Why is that a problem?

Dealing with third-party APIs can be a very general attemp.
It seems like users are having a hard time navigating these tools.

  • API calls are failing unexpectedly
  • Unexplained gaps appear in data results
  • Hitting request limits too easily
  • Unpredictable results and data

Adding to the complexity, most of these tools lack official documentation or support.
(That’s because, again, these aren’t official APIs.)

Why Doesn’t Google Trends Have An API?

Google has not explicitly stated the reasons for not having an API for Google Trends, but it is unlikely to be developed in the near future.

Here are some possible reasons why Google Trends doesn’t offer an API:

Insufficient Demand: Google has a substantial backlog of product and feature enhancements, and creating a Google Trends API may not be a current priority.

  • Intellectual Property Protection:: Google Trends utilizes proprietary algorithms to analyze search and interest data. Introducing a public API could potentially compromise these algorithms.
  • Privacy Concerns:: Google deals with sensitive personal information in its data. Opening an API for Google Trends could risk exposing private data through millions of API calls.
  • Free Service: Google Trends is a free service, and providing an API to businesses could incentivize them to sell the data, which might not align with Google’s goals
  • Complexity: Google Trends not only stores search data but also normalizes it by time and location to enable region and time filtering. Additionally, Google must filter and verify data to combat spam.

What Are Some Alternative Options?

Use a Third-Party Scraper API

All of these tool claims to be the “Unofficial Google Trend API.”
Originally, they are simply scraping Google Trends.

What is scraping?

Web scraping involves using automated bots to fetch content and data from websites. This information can then be stored or presented elsewhere.
As an illustration, PyTrends is a Python library available as open-source, offering its own set of functions to interact with Google Trends data.
Throughout this process, you’re not directly using the Google Trends API (as it doesn’t exist). Instead, you’re establishing a connection to Google and using Python to construct a payload, fetch it, and execute queries against it.

Drawbacks of using a 3rd party Google Trends scraper include:

  • Scraping can be resource-intensive, requiring bots to constantly retrieve data from websites, potentially leading to performance issues.
  • The quality of data from scraping APIs can be questionable, as it involves handling large volumes of results and data points, which increases the likelihood of errors or missing information.
  • Scraping APIs are error-prone because they are not officially associated with Google, so there is no built-in support for issues that may arise from changes made by Google.
  • While scraping is not illegal, scrapers must be cautious about how they market their products to avoid violating terms of service agreements.

Overall, scraping tools do not guarantee the accuracy, completeness, or legality of the data they collect.

Use a SERP Tracker API

SERP trackers crawl search engine result pages to find keywords, capture search results, and analyze competitor performance.
Many of these tools have APIs that let you leverage SERP data programmatically.
Unlike scrapers, they tend to use a combination of proprietary data and third-party search sources.
Since some of these brands are more established, you’re likely to find a better experience than from a Google Trends scraper.
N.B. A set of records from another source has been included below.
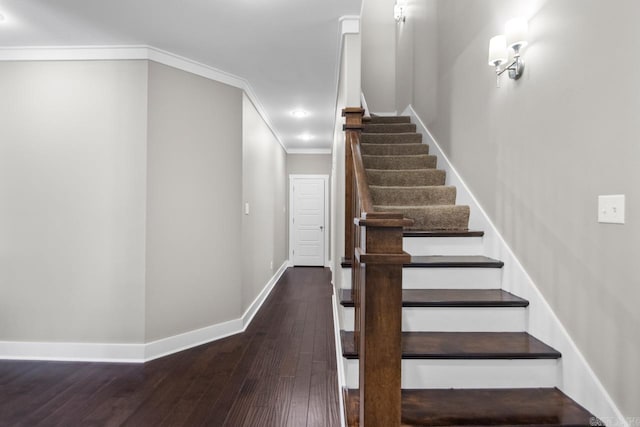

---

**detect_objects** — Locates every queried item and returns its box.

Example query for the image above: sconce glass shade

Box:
[489,35,508,67]
[505,18,529,53]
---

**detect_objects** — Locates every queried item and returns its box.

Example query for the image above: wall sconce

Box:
[489,18,529,87]
[393,3,406,22]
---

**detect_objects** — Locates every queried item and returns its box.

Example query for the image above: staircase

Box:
[340,117,603,426]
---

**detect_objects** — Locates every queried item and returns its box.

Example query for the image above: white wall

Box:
[397,0,640,416]
[356,0,396,113]
[240,95,288,311]
[146,62,243,341]
[0,61,147,343]
[287,154,331,175]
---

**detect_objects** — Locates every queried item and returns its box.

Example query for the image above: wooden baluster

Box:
[356,213,410,427]
[343,108,412,427]
[342,107,364,264]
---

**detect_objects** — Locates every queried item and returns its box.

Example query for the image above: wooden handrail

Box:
[343,108,413,427]
[347,132,374,217]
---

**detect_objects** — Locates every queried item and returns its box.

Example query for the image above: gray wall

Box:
[241,96,288,311]
[358,0,396,113]
[0,61,147,343]
[330,34,362,292]
[397,0,640,416]
[0,61,287,343]
[146,62,242,341]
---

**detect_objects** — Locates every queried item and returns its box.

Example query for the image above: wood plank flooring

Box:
[0,267,340,427]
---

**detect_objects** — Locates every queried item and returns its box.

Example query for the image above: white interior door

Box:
[290,177,327,266]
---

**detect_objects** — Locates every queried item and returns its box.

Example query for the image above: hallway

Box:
[0,267,340,427]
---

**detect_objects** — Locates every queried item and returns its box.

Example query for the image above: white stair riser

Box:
[402,268,502,289]
[402,237,484,256]
[345,359,562,389]
[338,267,351,289]
[341,307,527,332]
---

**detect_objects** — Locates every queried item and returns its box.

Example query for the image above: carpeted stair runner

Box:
[361,116,469,231]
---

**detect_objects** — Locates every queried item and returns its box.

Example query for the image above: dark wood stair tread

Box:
[403,230,484,237]
[340,289,529,307]
[344,388,604,427]
[340,331,561,359]
[404,255,504,268]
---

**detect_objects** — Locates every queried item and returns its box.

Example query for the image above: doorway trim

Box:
[288,174,331,267]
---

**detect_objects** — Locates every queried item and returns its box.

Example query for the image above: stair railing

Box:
[342,108,412,427]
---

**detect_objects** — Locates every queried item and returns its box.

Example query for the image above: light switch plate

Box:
[598,194,625,224]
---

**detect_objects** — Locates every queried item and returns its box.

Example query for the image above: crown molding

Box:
[0,45,288,152]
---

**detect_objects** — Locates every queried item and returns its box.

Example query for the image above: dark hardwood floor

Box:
[0,268,340,427]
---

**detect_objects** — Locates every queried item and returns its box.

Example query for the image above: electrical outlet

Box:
[598,194,625,224]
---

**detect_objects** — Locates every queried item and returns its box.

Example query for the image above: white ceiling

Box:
[0,0,360,151]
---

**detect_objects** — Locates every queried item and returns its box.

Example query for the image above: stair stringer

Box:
[402,105,629,426]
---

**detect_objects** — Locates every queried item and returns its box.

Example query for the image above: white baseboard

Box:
[371,111,398,116]
[242,260,289,332]
[140,319,244,362]
[0,341,145,363]
[403,105,628,426]
[0,260,289,363]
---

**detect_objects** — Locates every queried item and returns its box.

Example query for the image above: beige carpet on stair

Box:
[361,116,469,231]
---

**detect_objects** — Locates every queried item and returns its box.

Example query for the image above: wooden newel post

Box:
[353,213,411,427]
[342,107,364,266]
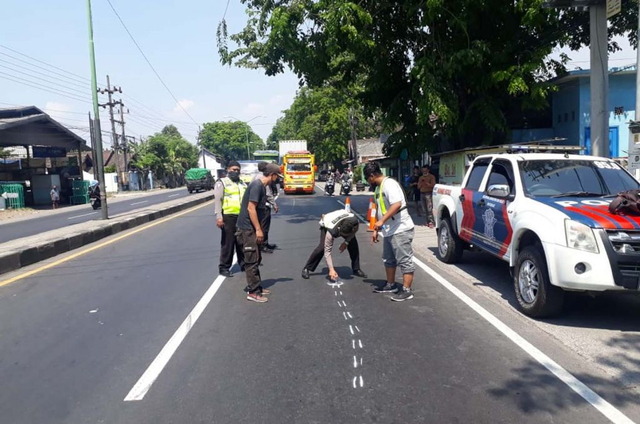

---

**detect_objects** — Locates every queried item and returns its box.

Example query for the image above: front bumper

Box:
[544,230,640,291]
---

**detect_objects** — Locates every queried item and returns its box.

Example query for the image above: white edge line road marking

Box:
[413,257,634,424]
[337,200,634,424]
[124,257,236,402]
[67,212,98,219]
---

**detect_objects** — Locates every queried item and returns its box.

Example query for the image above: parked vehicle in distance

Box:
[433,153,640,317]
[184,168,214,193]
[282,150,316,194]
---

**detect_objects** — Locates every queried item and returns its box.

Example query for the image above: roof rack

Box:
[500,144,585,154]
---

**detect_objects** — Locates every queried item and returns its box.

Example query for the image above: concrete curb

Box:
[0,193,213,274]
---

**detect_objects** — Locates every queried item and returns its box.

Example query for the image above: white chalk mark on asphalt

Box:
[124,256,236,402]
[413,256,633,424]
[67,212,98,219]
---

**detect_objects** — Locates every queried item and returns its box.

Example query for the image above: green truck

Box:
[184,168,214,193]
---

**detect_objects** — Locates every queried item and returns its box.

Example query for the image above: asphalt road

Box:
[0,190,640,424]
[0,188,189,243]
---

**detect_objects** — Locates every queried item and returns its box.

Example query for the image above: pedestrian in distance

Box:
[364,162,415,302]
[418,165,436,228]
[236,163,281,303]
[409,166,421,216]
[213,160,247,277]
[49,185,60,209]
[302,209,367,281]
[253,162,278,253]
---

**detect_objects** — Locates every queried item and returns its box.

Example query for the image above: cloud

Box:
[173,99,196,113]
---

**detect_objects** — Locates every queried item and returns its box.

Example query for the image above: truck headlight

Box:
[564,219,599,253]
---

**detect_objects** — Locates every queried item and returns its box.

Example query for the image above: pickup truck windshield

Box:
[519,159,640,197]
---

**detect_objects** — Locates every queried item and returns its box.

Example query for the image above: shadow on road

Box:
[429,248,640,331]
[488,360,637,412]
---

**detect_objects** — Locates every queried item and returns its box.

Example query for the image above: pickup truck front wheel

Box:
[438,218,462,264]
[513,245,564,318]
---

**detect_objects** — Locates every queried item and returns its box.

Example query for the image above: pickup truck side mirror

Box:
[487,184,513,199]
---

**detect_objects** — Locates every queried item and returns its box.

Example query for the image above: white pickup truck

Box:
[433,153,640,317]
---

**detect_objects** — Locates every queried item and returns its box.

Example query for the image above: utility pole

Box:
[120,101,129,184]
[589,3,610,157]
[100,75,122,191]
[87,0,109,219]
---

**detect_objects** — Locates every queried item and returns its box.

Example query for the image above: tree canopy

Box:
[267,86,380,163]
[218,0,637,150]
[200,121,265,163]
[131,125,199,184]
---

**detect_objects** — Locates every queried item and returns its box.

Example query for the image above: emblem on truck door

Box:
[482,208,498,240]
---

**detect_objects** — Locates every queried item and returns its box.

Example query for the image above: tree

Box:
[200,121,264,163]
[131,125,199,185]
[218,0,637,153]
[268,86,380,163]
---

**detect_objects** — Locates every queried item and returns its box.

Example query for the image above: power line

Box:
[107,0,198,125]
[0,63,92,96]
[0,72,91,104]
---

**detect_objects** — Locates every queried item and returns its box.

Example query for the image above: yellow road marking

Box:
[0,202,211,287]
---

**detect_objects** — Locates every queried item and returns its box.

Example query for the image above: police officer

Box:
[302,209,367,281]
[213,160,247,277]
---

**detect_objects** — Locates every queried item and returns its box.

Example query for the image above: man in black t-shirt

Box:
[236,163,280,303]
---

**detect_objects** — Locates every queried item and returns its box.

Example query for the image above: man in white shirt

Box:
[302,209,367,281]
[364,162,415,302]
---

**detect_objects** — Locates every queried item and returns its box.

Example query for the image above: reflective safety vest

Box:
[373,177,407,220]
[220,177,247,215]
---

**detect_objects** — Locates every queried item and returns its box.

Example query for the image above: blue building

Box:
[513,68,636,157]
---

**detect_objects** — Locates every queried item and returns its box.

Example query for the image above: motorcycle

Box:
[324,178,336,196]
[89,181,102,211]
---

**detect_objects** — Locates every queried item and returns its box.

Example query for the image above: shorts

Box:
[382,228,416,274]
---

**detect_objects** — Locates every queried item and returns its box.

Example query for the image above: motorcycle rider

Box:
[213,160,247,277]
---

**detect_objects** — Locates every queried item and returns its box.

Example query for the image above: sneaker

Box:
[373,283,398,293]
[247,292,269,303]
[391,287,413,302]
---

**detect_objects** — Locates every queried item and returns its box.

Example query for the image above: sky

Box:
[0,0,298,146]
[0,0,635,147]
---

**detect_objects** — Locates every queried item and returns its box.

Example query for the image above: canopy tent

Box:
[0,106,91,151]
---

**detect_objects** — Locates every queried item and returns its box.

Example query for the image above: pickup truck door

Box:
[459,159,491,250]
[476,158,515,259]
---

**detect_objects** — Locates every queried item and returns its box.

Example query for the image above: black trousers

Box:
[304,228,360,271]
[260,207,271,246]
[236,228,262,293]
[218,215,244,272]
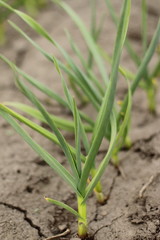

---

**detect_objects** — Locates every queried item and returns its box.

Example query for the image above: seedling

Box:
[0,0,46,44]
[105,0,160,113]
[0,0,131,238]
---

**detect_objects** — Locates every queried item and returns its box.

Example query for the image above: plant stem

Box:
[77,196,87,238]
[91,168,106,204]
[147,83,156,113]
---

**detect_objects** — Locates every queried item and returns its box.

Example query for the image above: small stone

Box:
[70,238,80,240]
[58,224,67,232]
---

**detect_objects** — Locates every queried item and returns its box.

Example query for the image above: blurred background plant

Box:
[105,0,160,114]
[0,0,47,45]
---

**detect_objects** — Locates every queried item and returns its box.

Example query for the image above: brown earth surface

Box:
[0,0,160,240]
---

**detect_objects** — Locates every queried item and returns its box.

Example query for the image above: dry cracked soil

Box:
[0,0,160,240]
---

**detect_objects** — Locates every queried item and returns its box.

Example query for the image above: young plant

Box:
[0,0,131,238]
[0,0,46,44]
[1,1,160,180]
[105,0,160,113]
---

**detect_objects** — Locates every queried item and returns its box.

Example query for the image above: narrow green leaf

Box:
[118,20,160,122]
[141,0,147,55]
[113,79,132,154]
[83,113,117,202]
[17,79,79,179]
[4,102,92,132]
[0,109,80,195]
[73,100,82,176]
[52,0,108,84]
[0,103,85,162]
[0,54,94,126]
[105,0,140,66]
[79,0,131,194]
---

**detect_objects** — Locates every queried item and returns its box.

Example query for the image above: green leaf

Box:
[45,197,82,218]
[141,0,148,55]
[52,0,108,84]
[0,104,85,162]
[83,113,117,202]
[118,20,160,122]
[113,78,132,154]
[79,0,131,195]
[17,79,79,179]
[105,0,140,66]
[73,100,82,176]
[0,54,94,126]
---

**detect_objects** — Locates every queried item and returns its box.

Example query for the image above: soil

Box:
[0,0,160,240]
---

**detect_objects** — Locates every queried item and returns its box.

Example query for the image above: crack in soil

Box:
[89,171,120,224]
[93,213,124,237]
[0,202,46,238]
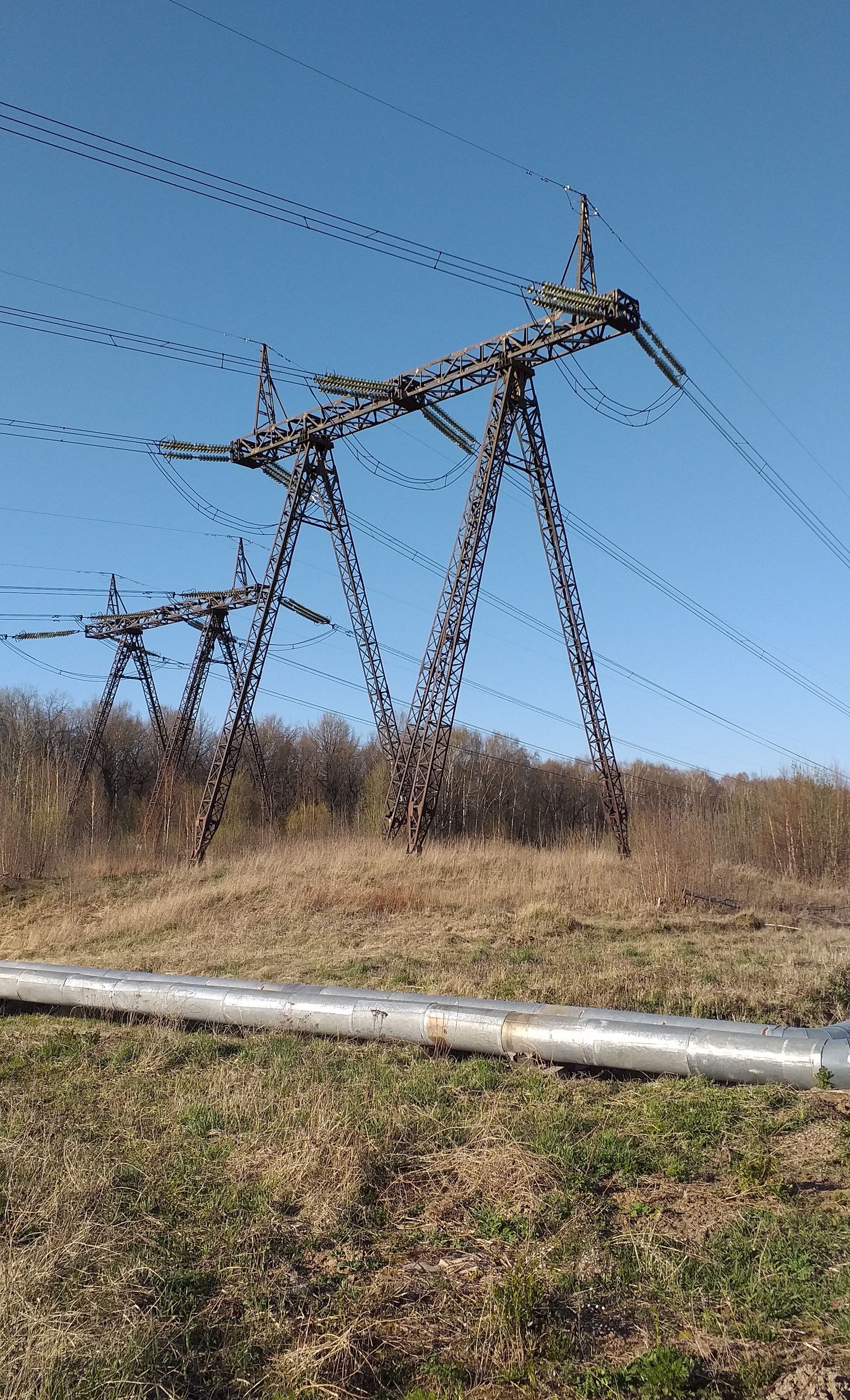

Their APIs are well-documented and supported as well.

Common SERP APIs

  • Semrush API- a very popular keyword research tool used by thousands of marketers. You can use its API to retrieve search results and volume for keywords.
  • SerpWow: a search engine crawler that lets you retrieve search results and trend data from Google, Yahoo, Bing, Yandex, Amazon, and others.
  • Smartproxy – another SERP API that gives you the ability to query search results from a variety of sources. You can also use a global proxy to search based on location.

Each of these tools has well-documented APIs.

Downsides of a SERP API

Like Google Trends and third-party scrapers, you’ve got to know what you’re looking for. So if you’re not sure which keywords are trending, you’ll be spending a while researching the right topic.
These tools can also get expensive since some of them charge based on usage.
Finally, search engines may block providers from crawling their websites, or retrieve different or limited results.

Google Trends Use Cases

What could you do with an API that pulls in trend data?

  • Keyword Research: Google Trends aids in investigating a keyword’s search volume by region over time, along with displaying related topics and long-tail queries.
  • Product Trends Analysis: For online sellers, Google Trends can assist in determining which products to stock based on trend data.
  • Monitor Competitive Brands: The comparison feature allows you to compare search volume between your brand and a competitor, identifying regions where you may be trailing and discovering new opportunities.
  • Content Ideation: Content creators can draw inspiration from trending topics.

An Google Trends API would accelerate time-to-value across all these use cases. And allow users to integrate Google Trends data into their existing tech stack.

The best part of using the Exploding Topics API is that our trend data comes to you. Don’t have a topic or product in mind? That’s fine. Query our topics by the minute to find new, fast-growing topics.

In Summary:

No, there isn’t an API for Google Trends – just workarounds. You can leverage these workarounds, but beware: there are always downsides to working with third-party APIs and scrapers.